TABATA'I, Sayyid Muhammad Husayn (1979). Islam chiite. Université d'État de New York.
VVAA. La naissance de l'Islam (2014). Wake Up Ferro Magazine antique et médiéval. N°24.
CLASSES
[1] Muhammad est le nom arabe donné au prophète Mahomet. Nous avons choisi d'utiliser 'Muhammad' dans l'article pour une meilleure compréhension du lecteur moyen sur le personnage historique auquel nous avons affaire.
[2] Traduction espagnole par Julio Cortés. Le Coran.
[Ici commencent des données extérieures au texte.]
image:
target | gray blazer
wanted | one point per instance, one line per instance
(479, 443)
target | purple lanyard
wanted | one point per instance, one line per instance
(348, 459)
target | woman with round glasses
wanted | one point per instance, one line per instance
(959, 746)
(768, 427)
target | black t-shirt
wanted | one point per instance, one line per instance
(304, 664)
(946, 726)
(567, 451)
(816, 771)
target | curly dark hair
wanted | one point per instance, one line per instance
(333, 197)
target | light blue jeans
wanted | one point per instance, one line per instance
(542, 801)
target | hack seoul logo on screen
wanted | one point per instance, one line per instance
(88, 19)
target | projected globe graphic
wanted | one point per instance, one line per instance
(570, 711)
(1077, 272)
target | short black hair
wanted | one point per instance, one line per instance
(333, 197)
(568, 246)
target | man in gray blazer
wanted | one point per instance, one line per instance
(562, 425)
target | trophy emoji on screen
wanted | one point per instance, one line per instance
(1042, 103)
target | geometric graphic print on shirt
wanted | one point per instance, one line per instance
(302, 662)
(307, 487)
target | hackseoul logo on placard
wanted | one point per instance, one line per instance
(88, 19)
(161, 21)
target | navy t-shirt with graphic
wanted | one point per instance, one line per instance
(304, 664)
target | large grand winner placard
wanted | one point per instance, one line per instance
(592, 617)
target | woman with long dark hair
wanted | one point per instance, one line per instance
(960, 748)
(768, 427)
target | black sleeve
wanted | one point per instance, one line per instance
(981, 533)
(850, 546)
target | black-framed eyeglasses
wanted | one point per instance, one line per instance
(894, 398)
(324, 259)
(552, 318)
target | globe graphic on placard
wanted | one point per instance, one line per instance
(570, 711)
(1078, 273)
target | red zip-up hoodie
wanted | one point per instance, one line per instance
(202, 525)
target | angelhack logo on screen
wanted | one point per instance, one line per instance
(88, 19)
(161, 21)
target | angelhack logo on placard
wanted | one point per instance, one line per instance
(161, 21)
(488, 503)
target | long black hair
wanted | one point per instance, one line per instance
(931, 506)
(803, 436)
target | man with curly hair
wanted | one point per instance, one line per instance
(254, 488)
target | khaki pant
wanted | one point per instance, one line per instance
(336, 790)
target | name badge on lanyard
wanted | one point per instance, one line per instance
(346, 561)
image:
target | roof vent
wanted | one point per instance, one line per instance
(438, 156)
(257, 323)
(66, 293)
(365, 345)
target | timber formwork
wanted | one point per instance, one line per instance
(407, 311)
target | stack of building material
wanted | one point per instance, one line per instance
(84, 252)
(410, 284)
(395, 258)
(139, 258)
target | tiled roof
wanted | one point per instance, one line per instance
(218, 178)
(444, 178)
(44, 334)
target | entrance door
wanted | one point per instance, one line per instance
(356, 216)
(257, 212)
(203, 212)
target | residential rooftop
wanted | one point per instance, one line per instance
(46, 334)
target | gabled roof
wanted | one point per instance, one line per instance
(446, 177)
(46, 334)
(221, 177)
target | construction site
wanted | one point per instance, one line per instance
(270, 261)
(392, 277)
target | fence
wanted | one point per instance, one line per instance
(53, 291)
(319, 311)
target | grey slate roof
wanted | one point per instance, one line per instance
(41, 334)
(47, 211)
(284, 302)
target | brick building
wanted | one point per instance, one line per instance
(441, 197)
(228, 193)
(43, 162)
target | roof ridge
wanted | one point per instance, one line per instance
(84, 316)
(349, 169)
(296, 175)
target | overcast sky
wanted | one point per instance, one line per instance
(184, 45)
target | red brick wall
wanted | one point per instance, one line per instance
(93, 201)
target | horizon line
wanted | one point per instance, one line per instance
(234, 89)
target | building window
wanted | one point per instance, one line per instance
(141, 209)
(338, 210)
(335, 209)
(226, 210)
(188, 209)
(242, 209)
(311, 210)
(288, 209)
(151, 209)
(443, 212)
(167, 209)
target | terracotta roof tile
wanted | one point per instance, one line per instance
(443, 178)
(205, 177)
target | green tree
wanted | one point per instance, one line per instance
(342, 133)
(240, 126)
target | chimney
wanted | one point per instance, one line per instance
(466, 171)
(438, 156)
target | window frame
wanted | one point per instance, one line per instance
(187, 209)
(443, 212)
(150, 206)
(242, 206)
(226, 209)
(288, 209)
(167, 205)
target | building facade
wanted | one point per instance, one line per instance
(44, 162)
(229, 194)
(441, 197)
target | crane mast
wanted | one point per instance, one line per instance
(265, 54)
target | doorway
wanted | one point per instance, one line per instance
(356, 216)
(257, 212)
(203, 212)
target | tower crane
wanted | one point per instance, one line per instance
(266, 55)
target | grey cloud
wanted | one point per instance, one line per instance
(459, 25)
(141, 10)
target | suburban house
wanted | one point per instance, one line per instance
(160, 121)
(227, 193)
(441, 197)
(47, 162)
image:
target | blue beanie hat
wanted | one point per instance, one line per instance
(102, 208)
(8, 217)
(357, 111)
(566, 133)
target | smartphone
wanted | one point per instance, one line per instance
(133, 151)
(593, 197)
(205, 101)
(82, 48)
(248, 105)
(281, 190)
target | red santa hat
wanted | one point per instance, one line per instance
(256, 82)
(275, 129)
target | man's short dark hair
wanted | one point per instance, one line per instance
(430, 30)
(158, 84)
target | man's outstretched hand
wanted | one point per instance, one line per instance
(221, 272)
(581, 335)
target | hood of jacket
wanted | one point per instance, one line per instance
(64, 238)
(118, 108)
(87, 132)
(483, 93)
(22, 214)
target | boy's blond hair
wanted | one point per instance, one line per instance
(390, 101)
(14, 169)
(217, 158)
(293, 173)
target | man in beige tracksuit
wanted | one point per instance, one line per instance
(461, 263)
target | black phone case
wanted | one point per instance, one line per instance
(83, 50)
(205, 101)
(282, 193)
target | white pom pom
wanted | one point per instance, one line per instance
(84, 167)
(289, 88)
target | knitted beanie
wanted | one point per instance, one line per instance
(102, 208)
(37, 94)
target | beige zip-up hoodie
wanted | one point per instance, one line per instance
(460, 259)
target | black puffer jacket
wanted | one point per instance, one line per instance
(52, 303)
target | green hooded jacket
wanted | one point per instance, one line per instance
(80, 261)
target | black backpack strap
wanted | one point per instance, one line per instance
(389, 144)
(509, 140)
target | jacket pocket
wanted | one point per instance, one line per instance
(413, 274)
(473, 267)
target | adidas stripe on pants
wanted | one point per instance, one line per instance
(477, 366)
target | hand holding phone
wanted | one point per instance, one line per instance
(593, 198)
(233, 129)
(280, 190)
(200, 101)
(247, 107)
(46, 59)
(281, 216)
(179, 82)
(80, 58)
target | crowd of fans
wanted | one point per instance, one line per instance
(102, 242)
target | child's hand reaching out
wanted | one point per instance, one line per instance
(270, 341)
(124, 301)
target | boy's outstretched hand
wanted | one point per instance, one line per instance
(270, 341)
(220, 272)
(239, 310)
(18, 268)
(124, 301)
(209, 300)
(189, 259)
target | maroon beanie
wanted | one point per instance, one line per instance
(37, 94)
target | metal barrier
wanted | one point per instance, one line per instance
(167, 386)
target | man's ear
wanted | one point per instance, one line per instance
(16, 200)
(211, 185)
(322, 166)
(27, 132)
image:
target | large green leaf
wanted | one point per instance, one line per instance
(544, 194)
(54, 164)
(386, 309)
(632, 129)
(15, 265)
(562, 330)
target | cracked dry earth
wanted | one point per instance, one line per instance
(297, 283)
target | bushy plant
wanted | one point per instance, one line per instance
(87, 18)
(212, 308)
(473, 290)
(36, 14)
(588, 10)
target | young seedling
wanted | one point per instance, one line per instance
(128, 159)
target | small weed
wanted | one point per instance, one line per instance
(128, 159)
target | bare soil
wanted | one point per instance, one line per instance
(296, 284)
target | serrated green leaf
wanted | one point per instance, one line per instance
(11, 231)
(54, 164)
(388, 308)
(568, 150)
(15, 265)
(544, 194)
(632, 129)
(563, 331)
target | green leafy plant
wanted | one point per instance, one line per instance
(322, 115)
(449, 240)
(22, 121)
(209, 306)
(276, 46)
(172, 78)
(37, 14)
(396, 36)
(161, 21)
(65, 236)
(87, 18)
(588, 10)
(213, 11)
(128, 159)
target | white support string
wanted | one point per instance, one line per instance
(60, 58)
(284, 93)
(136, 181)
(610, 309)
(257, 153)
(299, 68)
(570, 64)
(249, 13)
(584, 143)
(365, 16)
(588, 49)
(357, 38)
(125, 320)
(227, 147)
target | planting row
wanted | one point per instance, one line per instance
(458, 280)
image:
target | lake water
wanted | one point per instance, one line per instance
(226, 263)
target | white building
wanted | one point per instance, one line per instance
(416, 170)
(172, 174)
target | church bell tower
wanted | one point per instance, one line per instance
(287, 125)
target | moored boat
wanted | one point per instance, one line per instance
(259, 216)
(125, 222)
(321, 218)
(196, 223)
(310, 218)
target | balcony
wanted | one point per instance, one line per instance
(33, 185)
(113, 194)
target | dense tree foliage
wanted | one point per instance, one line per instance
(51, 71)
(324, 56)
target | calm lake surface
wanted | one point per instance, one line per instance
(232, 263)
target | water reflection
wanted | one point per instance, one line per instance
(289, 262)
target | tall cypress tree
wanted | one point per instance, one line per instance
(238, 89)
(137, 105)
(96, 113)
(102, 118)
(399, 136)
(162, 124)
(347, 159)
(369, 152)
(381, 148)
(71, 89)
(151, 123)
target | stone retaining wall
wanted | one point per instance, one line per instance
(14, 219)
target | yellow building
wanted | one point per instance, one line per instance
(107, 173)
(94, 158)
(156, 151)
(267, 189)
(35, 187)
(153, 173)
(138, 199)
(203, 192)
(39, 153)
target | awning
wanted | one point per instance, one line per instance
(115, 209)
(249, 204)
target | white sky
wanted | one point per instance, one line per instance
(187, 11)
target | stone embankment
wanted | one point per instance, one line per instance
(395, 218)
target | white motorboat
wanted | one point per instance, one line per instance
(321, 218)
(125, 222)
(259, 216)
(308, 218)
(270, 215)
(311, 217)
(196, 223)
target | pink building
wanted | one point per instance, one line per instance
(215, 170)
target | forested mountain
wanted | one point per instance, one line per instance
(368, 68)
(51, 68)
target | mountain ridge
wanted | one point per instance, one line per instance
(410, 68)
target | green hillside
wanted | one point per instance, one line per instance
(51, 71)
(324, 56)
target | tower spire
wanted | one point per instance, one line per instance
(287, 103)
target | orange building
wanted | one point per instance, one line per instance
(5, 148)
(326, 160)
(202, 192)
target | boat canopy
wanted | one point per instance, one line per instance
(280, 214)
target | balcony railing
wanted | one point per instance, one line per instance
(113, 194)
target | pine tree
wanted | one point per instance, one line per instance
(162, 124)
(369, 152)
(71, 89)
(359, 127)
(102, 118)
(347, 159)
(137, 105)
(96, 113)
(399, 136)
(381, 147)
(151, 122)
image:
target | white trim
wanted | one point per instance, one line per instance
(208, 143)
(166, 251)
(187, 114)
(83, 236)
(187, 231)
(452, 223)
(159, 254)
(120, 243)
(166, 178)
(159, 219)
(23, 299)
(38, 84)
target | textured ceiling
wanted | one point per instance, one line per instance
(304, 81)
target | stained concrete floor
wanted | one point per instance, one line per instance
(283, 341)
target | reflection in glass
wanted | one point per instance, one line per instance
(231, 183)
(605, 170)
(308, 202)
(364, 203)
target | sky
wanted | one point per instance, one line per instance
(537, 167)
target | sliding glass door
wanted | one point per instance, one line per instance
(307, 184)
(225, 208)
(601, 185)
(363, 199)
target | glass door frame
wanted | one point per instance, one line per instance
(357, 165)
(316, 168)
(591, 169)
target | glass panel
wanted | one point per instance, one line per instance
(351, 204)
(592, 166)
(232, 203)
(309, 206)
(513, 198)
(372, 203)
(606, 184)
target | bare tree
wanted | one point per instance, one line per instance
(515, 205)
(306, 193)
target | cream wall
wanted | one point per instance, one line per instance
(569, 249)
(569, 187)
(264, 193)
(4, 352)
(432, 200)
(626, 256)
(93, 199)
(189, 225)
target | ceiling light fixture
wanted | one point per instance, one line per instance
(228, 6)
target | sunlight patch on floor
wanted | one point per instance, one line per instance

Lien : Livre numérisé par le Centre culturel islamique "Fátimah Az-Zahra" - www.islamelsalvador.com [Consulté le 05/12/2022]
[3] Bien que les chiites soient les partisans d'Ali et de ses descendants. Nous les appelons ici "partisans ou adeptes d'Ali" car nous sommes encore dans l'étape historique des califes orthodoxes et dans celle d'Ali en tant que quatrième d'entre eux. Le mot chiite qui sera utilisé plus tard dérive de l'arabe 'shi'a' qui signifie 'côté ou parti', mais à l'heure actuelle, bien que de nombreuses bases soient en train de se former pour ce qui sera le chiisme historique, il n'existe pas en tant que tel, ni Ali imam mais calife. En tant que musulmans, ces partisans d'Ali sont toujours fidèles à l'Islam primitif prêché par le Prophète.